Portrait of Patience Mususa.

Patience Mususa. Photo: Mattias Sköld

However, political leaders in Zambia and other countries with rich mineral resources are showing a growing interest in “nation-building programmes” with increased investments in social infrastructure such as education and health, according to Mususa.

This trend coincides with debates about nationalising natural resources, promoting industrialisation to add value to the outputs of local, large-scale mining. This would create more formal jobs, and provide options for other forms of livelihood in areas such as the Copperbelt, Mususa explains.
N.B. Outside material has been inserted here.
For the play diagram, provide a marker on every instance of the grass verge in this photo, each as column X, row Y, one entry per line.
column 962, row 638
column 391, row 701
“The question is how to address inequalities and link that to broader industrialisation plans. I think that is where the complexity lies, because the scale of investment that is required would be significant”.

In a chapter of the book Zambia, Mining and Neoliberalism, Mususa describes how, in response to massive losses of formal jobs in the 1990s, women and children entered the informal sector in large numbers, seeking to subsidise men’s loss of income.

“There had been informal artisanal mining in Zambia before the privatisation of ZCCM, but not on the same scale. I suppose this was characteristic of many African countries at the time”.

Now there is a push from many of the miners themselves for formalisation by creating mining cooperatives, with state-subsidised equipment that would make work practices safer.

“The government will have to figure out how to provide social services around these mining sites, some of them in remote areas that effectively don’t have much infrastructure. These steps would catalyse urbanisation, but then the question is how to sustain and make it more equitable”.

Support for public schools is particularly crucial in the growing mining communities, according to Mususa.

“Today, many Zambian schools don’t have feeding programmes, which can make it worthwhile for families to keep their children in school. Such efforts can be a core part in minimising the likelihood of child labour”.

If governments in Zambia and elsewhere fail to address poverty and strengthen state services, inequalities are bound to deepen in the next commodity boom, according to Mususa.